Gayle Barron, who won the Boston Marathon for women in 1978, once said that she struggled with being a pioneer. Not so much because of men’s attitudes, but because her women friends thought she ought to be at home with her family, in “a woman’s place,” in other words. Her friends didn’t celebrate her successes. Worse still, they disapproved. She wonders how much she held back from achieving her true potential, for the sake of keeping her friends.
Yes, that was 1978. Have things really changed that much, or enough?
Sometimes the harshest critics, the hardest judges, are women about other women. Why are we so hard on each other? Is it because we're hard on ourselves? We ought to stick up for each other a little more.
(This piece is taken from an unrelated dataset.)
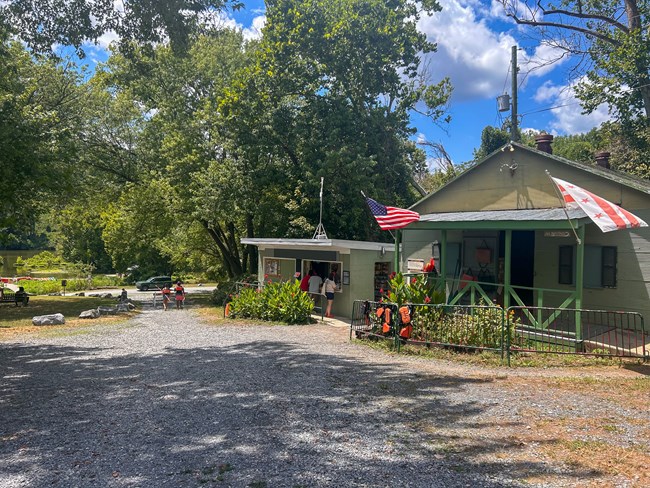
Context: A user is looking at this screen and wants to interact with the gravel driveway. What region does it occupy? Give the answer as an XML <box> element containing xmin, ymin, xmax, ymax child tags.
<box><xmin>1</xmin><ymin>309</ymin><xmax>648</xmax><ymax>487</ymax></box>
Here's one of my Tristram Shandy hobby horses on that issue: Why do we allow the word “slut” to persist in our lexicon? The word characterizes all that is damaging about the double standards that exist between men and women. “Slut,” after all, is a word that is rarely ever used to describe a man, and when used in such a context, generally carries a certain bravado; whereas, when applied to women, the word is ugly and judgmental, about things that are, in most cases, none of our business. I am, by no means, saying that women ought to sleep around. I am saying that how we express our sexuality (assuming the sexual expression is voluntary, consensual, does not harm others and gives us pleasure) is up to us to define. And yet, too often, women refer to other women as “sluts,” riding high on their horses of righteousness. We are not so different from Gayle’s friends when we do so, deeming certain behaviors “unfeminine.” Gayle’s friends were threatened by her strength. What are we threatened by when another woman exerts her sexuality? Let’s eliminate the word “slut” from our personal dictionary. And I haven’t even gotten to the word “spinster” yet.
Things have changed. While there are certainly still women out there like Gayle’s late-seventies friends, there are many who are not. There’s so much we can go out into the world and do and be, when we aren’t holding ourselves or other women back.